C-Detect operates in hospitals and homes autonomously, reducing costs and improving outcomes through continuous real-time monitoring and advanced artificial intelligence.  The company sells platform agnostic sensors primarily to healthcare technology platform providers, who in turn sell into hospitals and other healthcare organisations. 

Dave Hurhangee, CEO and founder of Waire Health, said: “The whole area of care at home got pushed over the edge during Covid. What many companies didn’t fully appreciate was the paramount importance of usability. If devices have to rely on mobile connections or Bluetooth, they become difficult to use from the outset, for both patients and healthcare providers. 

”We bring design and detail from years of experience of working with the technology, and our devices fall back to cellular if wi-fi falls off. We think we have the best-of-class offering in the industry, and that’s being evidenced by the success we’re having in the market.”

The devices were developed at the company’s Dunfermline headquarters and is manufactured at a facility near Edinburgh, has undergone extensive trials with the University of California, and Waire Health has partnerships in place with organisations ranging from global healthcare organisations to national governments.  

Hurhangee began developing wearable technology for radiation monitoring on Ministry of Defence nuclear submarines based at Rosyth near Edinburgh in the mid-Eighties. Hurhangee added: “If you can operate a monitoring device from a submarine, that gives you a strong foundation to build for applications across multiple sectors and environments. Along these lines, we’re now branching out into sectors outside healthcare, so that will be part of our next phase of growth.” 

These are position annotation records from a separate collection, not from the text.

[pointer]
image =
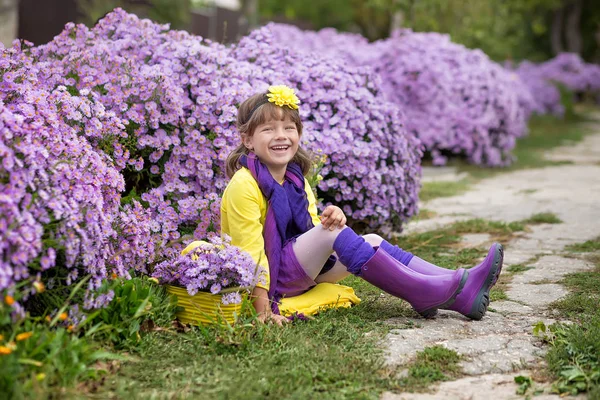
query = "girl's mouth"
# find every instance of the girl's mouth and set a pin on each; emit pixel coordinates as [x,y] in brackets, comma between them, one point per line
[281,148]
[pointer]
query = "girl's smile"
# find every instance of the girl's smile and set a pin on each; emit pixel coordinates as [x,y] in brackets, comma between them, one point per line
[275,143]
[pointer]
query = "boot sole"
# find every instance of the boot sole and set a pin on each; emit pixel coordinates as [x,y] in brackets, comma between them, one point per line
[432,312]
[482,301]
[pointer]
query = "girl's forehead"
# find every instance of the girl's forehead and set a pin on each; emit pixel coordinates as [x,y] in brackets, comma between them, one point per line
[281,119]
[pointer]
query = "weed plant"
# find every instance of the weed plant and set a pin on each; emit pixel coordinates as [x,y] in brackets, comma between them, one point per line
[574,354]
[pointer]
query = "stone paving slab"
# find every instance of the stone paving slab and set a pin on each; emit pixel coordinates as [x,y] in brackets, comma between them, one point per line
[537,296]
[551,269]
[495,344]
[486,387]
[584,152]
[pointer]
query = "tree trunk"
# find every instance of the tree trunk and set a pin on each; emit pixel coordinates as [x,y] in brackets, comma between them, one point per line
[250,10]
[556,34]
[573,29]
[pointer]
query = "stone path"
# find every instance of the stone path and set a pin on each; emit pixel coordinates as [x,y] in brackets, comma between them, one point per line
[501,345]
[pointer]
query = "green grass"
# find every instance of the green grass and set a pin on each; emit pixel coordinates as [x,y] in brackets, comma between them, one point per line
[497,294]
[432,190]
[431,365]
[574,354]
[543,218]
[517,268]
[424,214]
[336,355]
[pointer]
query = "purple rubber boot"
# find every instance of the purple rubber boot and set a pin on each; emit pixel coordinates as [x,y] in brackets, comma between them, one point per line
[426,293]
[475,296]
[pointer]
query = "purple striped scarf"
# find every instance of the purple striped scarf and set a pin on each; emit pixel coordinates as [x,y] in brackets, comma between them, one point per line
[287,214]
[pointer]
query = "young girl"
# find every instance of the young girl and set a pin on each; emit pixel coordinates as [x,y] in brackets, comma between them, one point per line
[269,210]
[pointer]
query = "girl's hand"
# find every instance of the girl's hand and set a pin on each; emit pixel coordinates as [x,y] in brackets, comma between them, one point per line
[333,217]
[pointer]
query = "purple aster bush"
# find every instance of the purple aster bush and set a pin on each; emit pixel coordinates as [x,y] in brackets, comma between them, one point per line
[456,100]
[180,132]
[215,267]
[372,168]
[58,196]
[178,96]
[566,69]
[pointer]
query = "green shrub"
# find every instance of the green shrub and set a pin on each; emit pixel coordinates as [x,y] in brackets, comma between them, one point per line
[139,304]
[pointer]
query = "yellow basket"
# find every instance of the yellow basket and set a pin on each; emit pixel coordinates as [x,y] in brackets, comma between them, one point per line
[203,308]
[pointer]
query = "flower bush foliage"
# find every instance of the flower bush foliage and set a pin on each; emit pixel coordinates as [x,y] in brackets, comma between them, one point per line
[58,196]
[456,100]
[113,141]
[372,169]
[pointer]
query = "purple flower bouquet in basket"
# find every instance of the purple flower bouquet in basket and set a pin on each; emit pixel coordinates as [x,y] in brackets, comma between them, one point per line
[209,280]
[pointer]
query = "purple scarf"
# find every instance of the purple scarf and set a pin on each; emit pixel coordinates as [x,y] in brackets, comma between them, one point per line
[287,214]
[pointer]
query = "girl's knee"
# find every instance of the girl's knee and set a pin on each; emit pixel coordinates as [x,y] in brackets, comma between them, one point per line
[373,239]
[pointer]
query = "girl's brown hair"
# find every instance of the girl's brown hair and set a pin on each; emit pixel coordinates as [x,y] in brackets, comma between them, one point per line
[247,121]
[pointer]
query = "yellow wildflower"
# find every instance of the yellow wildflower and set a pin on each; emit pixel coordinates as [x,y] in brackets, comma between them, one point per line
[24,336]
[283,95]
[9,300]
[39,286]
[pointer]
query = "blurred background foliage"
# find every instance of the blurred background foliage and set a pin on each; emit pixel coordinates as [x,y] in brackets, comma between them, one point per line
[504,29]
[175,12]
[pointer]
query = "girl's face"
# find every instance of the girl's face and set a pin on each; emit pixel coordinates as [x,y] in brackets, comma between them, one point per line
[275,143]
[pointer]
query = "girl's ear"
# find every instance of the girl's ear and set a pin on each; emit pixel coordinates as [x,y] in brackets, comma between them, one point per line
[247,141]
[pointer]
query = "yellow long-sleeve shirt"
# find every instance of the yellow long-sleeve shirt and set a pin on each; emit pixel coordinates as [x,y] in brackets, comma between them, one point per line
[243,213]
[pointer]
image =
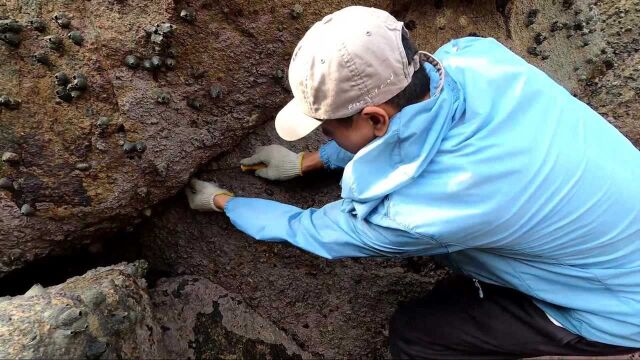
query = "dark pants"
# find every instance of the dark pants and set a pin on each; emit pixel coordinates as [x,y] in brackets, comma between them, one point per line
[454,322]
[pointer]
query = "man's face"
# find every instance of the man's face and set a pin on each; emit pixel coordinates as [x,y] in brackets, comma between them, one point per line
[351,136]
[367,125]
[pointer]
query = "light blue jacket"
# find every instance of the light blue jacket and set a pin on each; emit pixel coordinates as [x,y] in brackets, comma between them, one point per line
[504,173]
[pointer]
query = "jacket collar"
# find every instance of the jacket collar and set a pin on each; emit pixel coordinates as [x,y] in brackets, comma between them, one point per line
[414,136]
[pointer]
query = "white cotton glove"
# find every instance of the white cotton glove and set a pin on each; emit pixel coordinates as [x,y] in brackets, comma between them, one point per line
[282,164]
[201,193]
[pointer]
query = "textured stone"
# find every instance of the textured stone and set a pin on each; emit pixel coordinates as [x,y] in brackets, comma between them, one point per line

Since launching Waire Health in 2018, the company has achieved a number of milestones, and was selected by the European Union’s Nightingale project in 2018 from almost 200 applications including by many of the industry’s main players. The company is also running a pilot study in partnership with the Irish Government and Indian multinational conglomerate The Tata Group. 

Kathrina Skinner, COO, Waire Health, said: “One of the things we’re proud of is our Scottish heritage, and the fact that we develop and manufacture the product here, something that we were effectively forced to do during the pandemic. And the name of the company, ‘Waire’, actually comes from the Scottish Gaelic language where ‘aire’ means care, concern, and responsibility.” 

Mark Beaumont, partner, Eos, said: “As healthcare systems in the UK and around the world move to remote monitoring and real-time patient data, we see a huge opportunity for Waire Health to scale its C-Detect device. Eos is focused on finding, backing, and scaling the best science and technology in Scotland that improves quality of life, of which Waire is a brilliant example.”